Serge Rogatch via llvm-dev
2016-Jul-29 19:07 UTC
[llvm-dev] XRay: Demo on x86_64/Linux almost done; some questions.
Thanks for pointing this out, Tim. Then maybe this approach is not the best choice for x86, though ideally measuring is needed, it is just that on ARM the current x86 approach is not applicable because ARM doesn't have a single return instruction (such as RETQ on x86_64), furthermore, the return instructions on ARM can be conditional. I have another question: what happens if the instrumented function (or its callees) throws an exception and doesn't catch?
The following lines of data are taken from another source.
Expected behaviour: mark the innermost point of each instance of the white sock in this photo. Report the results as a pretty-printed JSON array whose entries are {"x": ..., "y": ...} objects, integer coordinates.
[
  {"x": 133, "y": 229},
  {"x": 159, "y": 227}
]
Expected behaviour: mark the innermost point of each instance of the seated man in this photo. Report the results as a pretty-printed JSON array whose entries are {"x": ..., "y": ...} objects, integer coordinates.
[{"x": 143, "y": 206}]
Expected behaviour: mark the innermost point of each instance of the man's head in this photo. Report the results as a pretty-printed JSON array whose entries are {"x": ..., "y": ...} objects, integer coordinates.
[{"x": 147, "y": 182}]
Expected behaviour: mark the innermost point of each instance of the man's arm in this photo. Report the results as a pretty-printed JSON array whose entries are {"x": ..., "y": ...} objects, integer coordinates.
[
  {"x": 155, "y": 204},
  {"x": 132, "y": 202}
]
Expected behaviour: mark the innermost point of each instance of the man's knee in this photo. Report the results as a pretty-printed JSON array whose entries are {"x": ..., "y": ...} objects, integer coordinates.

I understood that currently XRay will not report an exit from this function in such case because the function doesn't return with RETQ, but rather the stack unwinder jumps through functions calling the destructors of local variable objects. If so, why not to instrument the functions by placing a tracing object as the first local variable, with its constructor calling __xray_FunctionEntry and destructor calling __xray_FunctionExit ? Perhaps this approach requires changes in the front-end (C++ compiler, before emitting IR). Cheers. On 29 July 2016 at 21:00, Tim Northover <t.p.northover at gmail.com> wrote:> On 28 July 2016 at 16:14, Serge Rogatch via llvm-dev > <llvm-dev at lists.llvm.org> wrote: > > Can I ask you why you chose to patch both function entrances and exits, > > rather than just patching the entrances and (in the patches) pushing on > the > > stack the address of __xray_FunctionExit , so that the user function > returns > > normally (with RETQ or POP RIP or whatever else instruction) rather than > > jumping into __xray_FunctionExit? > > > This approach should also be faster because smaller code better fits in > CPU > > cache, and patching itself should run faster (because there is less code > to > > modify). > > It may well be slower. Larger CPUs tend to track the call stack in > hardware and returning to an address pushed manually is an inevitable > branch mispredict in those cases. > > Cheers. > > Tim. >-------------- next part -------------- An HTML attachment was scrubbed... URL: <http://lists.llvm.org/pipermail/llvm-dev/attachments/20160729/ff713ce1/attachment.html>
Dean Michael Berris via llvm-dev
2016-Jul-30 06:45 UTC
[llvm-dev] XRay: Demo on x86_64/Linux almost done; some questions.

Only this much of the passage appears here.